Thursday, July 7, 2011

Growing where we are planted

There is something missing from the passages over the next couple of weeks. You might be surprised at my saying so but it is true. There is a growing opposition to Jesus and everything he is saying and doing. For reasons I don’t quite understand the lectionary seems to leave these important bits of information out. if we ignore such things then we are impoverished because we are hurt and discouraged when we discover that there are people around us who react the same way. There are people who will choose not to hear. There are people who will not believe – that is participate in the life of God. Most everyone acknowledges that there is a God. Whether they will came and participate in God is another question and perhaps we’ll deal with that another time.

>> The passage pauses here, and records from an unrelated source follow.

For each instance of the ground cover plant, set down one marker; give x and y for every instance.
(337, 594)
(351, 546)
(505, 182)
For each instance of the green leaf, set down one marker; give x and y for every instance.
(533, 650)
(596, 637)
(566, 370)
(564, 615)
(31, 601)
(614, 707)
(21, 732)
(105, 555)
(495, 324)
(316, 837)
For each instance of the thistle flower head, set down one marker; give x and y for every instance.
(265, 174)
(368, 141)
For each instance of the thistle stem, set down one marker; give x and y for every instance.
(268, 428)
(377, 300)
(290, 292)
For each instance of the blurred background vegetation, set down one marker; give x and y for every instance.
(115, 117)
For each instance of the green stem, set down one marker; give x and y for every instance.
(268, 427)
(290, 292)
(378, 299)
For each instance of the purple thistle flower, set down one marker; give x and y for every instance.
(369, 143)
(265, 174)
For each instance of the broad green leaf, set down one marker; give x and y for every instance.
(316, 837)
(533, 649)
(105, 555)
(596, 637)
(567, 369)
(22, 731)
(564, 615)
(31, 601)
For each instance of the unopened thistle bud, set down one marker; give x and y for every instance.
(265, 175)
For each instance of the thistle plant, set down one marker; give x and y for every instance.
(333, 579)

Nonetheless there are people who won’t believe. People who have been deafened by the world and its incessant din of what we need and what we want and what we must have. There are people who have blinded themselves so that they cannot respond to what they see and know about the message of the kingdom because they cannot see it nor hear it. And let’s keep in mind that many of these people are the “religious” people, both of Jesus’ day and of our own.

 
Jesus uses everything around his to help these people to help them to hear God calling out to them. He starts out on the hillside and when the crowd gets too large he climbs into a boat and uses the water to help magnify his voice so that more can hear him.

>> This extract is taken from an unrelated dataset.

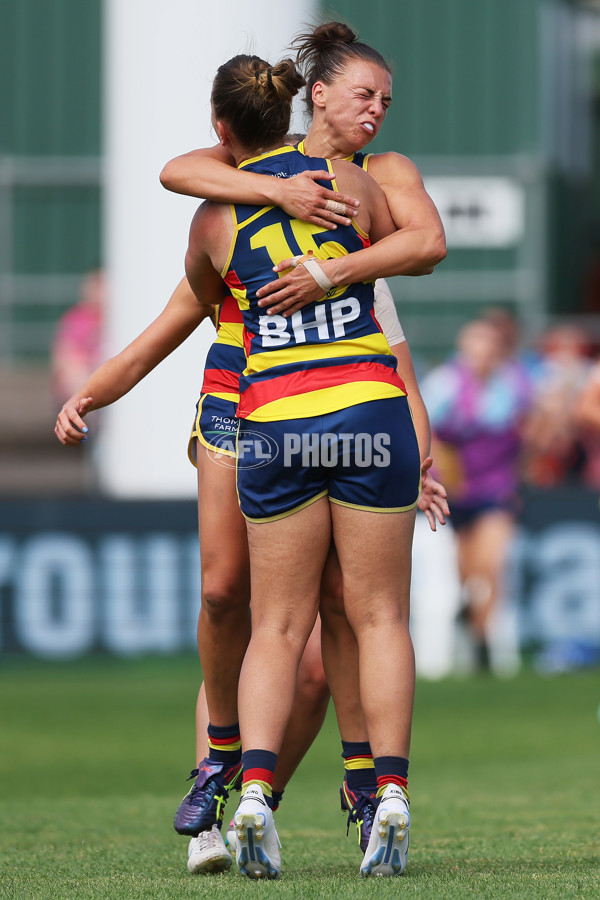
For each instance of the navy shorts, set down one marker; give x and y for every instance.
(365, 456)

Why is Jesus encountering opposition from others? Is it because he is getting more and more popular? Partly. The jealous of other teachers is one of the motivators that gets others to get Jesus arrested. But is it not possible that Jesus has taken some of mystery and more of the work out being a person of God than the other teachers would like? Jesus’ teaching is both deep and earthy, rooted in the things that everybody knows and can relate to. He helps those closest to him to interpret what he has said and then to live out what they have learned. Isn’t that what a teacher should do? He also helps those who will teach with him to understand that people will react out where their lives are at the moment. The religious leaders can’t dance and they won’t cry. The crowds are seeking their own moment with Jesus to get their own miracle so that their lives in the moment will be different. Some want to come and take and make him the new king by force. And then there are those people, who like the rich young ruler who have heard the message, who understand it but are not willing to give up their agendas and their own self concerns.

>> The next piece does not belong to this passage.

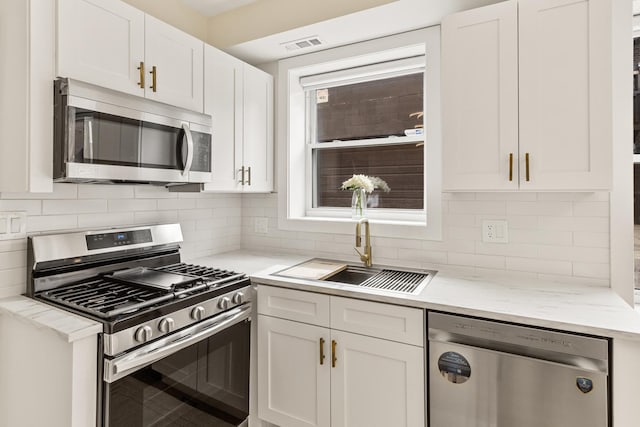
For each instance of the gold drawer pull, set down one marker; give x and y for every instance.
(141, 69)
(333, 353)
(154, 82)
(510, 166)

This leaves us with those who are following Jesus, where are they in all of this? Jesus asks them if they understand what he is teaching them and they give at least a tacit “yes”. Before long it is going to become clear that they don’t “get it”. And because of that we are going to see something of the nature of Jesus and therefore of God that we don’t often here about. Jesus is going to keep going with them. Notice that Jesus does not give up and walk away because they can’t appreciate what is really happening. He stays with them and continues to teach them and to be with them and to lead them. He doesn’t get up and walk away.


It is the character of the Sower that we see in Jesus. He scatters the seed heedlessly and expects there to be a bumper crop. He has chosen ground (the disciples) that seemingly will not bear much of a crop. He hangs out with all forms and manner of social outcasts, is accused of being a glutton and a drunk because he eats and drinks with everyone else.


Often when we hear this teaching (Parable of the Sower) we hear the need for us to become good soil. In fact, this is not the case. We need to respond to the message. We are called to growth not to pick our own rocks, not to pull our own weeds or to water ourselves. We are called to allow the growth of the message within ourselves. We need to respond to the grace and the care that the Sower shows to the seed and to offer to the Sower whatever it is that we can yield without allowing these other things to choke out what it is that we have to offer the kingdom and its mission. Our response to the message is not to be better people but to answer the message with growth – growth in the knowledge of Scripture, growth in the gifts of the Spirit and deepening and growing love for the Saviour. Let this grow in us this week.